As part of the historic shift in U.S. policy toward Cuba announced on 17 December 2014, President Obama instructed the Secretary of State to launch a review of Cuba’s designation as a state sponsor of terrorism (SSOT), and to prepare a report within six months regarding Cuba’s support for international terrorism. The State Department has completed its review and reportedly has recommended that Cuba be removed from the list of SSOTs. The President’s decision on whether to proceed with removal of Cuba’s SSOT designation is expected to be announced soon.

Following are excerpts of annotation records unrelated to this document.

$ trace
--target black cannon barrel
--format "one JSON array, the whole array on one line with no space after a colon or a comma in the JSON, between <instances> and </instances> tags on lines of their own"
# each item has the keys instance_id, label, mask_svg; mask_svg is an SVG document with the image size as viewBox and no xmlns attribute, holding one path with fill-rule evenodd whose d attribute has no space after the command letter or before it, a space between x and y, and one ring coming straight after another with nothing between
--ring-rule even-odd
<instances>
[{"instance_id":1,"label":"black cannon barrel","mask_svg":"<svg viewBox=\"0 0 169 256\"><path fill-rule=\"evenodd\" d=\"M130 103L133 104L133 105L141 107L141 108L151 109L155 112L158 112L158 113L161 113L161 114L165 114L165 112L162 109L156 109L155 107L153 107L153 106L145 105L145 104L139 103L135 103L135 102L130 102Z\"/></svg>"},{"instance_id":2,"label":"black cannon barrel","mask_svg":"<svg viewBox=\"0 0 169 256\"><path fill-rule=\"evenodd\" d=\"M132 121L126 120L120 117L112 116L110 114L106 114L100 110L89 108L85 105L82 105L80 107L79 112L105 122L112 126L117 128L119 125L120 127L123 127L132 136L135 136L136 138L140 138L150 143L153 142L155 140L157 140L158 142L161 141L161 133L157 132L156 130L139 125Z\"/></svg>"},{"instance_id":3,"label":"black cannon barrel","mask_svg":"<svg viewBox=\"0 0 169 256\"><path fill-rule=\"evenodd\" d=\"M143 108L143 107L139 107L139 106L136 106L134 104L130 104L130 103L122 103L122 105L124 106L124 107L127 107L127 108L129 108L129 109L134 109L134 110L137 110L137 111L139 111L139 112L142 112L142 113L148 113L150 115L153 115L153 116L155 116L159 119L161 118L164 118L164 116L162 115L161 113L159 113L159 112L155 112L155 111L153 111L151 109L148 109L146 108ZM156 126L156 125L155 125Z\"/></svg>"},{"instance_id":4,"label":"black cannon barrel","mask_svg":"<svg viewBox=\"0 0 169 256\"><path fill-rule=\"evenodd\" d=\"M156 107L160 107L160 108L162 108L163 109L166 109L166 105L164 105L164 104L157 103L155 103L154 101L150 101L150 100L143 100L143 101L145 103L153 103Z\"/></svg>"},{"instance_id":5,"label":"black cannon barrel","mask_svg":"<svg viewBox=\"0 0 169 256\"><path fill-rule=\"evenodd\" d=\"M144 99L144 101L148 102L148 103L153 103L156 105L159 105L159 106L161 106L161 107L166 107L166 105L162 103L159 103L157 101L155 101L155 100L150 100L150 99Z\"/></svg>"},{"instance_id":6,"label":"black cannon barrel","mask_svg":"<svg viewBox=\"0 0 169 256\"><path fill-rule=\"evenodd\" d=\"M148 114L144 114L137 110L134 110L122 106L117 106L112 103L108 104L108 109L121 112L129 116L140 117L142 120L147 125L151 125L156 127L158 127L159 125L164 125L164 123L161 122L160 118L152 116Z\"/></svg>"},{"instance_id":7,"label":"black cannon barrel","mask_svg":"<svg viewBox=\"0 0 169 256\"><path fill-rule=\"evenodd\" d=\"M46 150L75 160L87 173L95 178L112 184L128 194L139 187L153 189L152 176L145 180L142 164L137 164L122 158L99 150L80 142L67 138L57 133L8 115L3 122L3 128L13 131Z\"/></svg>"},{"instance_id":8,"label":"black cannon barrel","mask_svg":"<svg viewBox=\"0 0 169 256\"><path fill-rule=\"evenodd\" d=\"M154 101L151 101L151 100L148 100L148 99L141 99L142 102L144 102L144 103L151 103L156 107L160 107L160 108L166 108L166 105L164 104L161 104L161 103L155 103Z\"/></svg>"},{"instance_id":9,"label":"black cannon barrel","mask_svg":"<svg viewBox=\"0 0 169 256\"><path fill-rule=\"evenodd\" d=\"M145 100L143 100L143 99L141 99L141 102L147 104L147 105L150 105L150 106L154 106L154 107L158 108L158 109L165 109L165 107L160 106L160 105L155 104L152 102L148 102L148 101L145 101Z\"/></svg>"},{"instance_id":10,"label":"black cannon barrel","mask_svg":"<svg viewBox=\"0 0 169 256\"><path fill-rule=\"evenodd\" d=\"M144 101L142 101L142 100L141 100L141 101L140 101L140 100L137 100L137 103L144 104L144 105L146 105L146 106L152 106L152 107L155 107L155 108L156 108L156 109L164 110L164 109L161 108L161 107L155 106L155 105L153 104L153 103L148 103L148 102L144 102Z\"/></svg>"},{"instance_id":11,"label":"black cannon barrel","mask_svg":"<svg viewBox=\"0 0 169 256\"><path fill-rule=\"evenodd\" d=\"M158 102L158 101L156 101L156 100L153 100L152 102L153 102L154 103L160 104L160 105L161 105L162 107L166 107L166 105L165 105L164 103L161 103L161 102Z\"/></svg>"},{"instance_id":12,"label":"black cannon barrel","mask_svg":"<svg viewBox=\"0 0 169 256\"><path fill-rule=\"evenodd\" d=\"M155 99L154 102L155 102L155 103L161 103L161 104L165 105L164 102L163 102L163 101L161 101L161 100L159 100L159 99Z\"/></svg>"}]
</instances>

Although the removal of Cuba from the SSOT list would be an important diplomatic step towards normalizing U.S. relations with Cuba, this action will not significantly ease the scope of U.S. economic sanctions and export controls applicable to Cuba. Rather, the key provisions of the U.S. embargo against Cuba, including virtually all of the restrictions on investment, trade, and financial transactions with Cuba will remain in place after the SSOT designation has been lifted. Those restrictions are mandated by separate federal statutes enacted by Congress and are not tied to the SSOT designation. That said, the removal of SSOT designation will result in the following:
- Eligibility for a wider range of exports of dual-use items on the Commerce Department’s Commerce Control List (after implementing amendments to the Export Administration Regulations), without the requirement to notify Congress in advance of the issuance of export licenses;
- Removal of restrictions on the provision of certain foreign assistance and humanitarian aid;
- Elimination of private right action for individuals to pursue claims against Cuba in federal courts;
- Elimination of certain disclosure requirements in connection with filings with the U.S. Securities and Exchange Commission (SEC) filings; and
- Relief from certain state laws prohibiting investments in companies doing business with SSOTs.
Additional details regarding these issues are provided in a Hogan Lovells legal analysis prepared at the request of the Cuba Study Group and issued on 9 April 2015. The analysis summarizes the legal restrictions resulting from the SSOT designation, the process for lifting the designation, and the impact that removing the designation would have on trade with Cuba.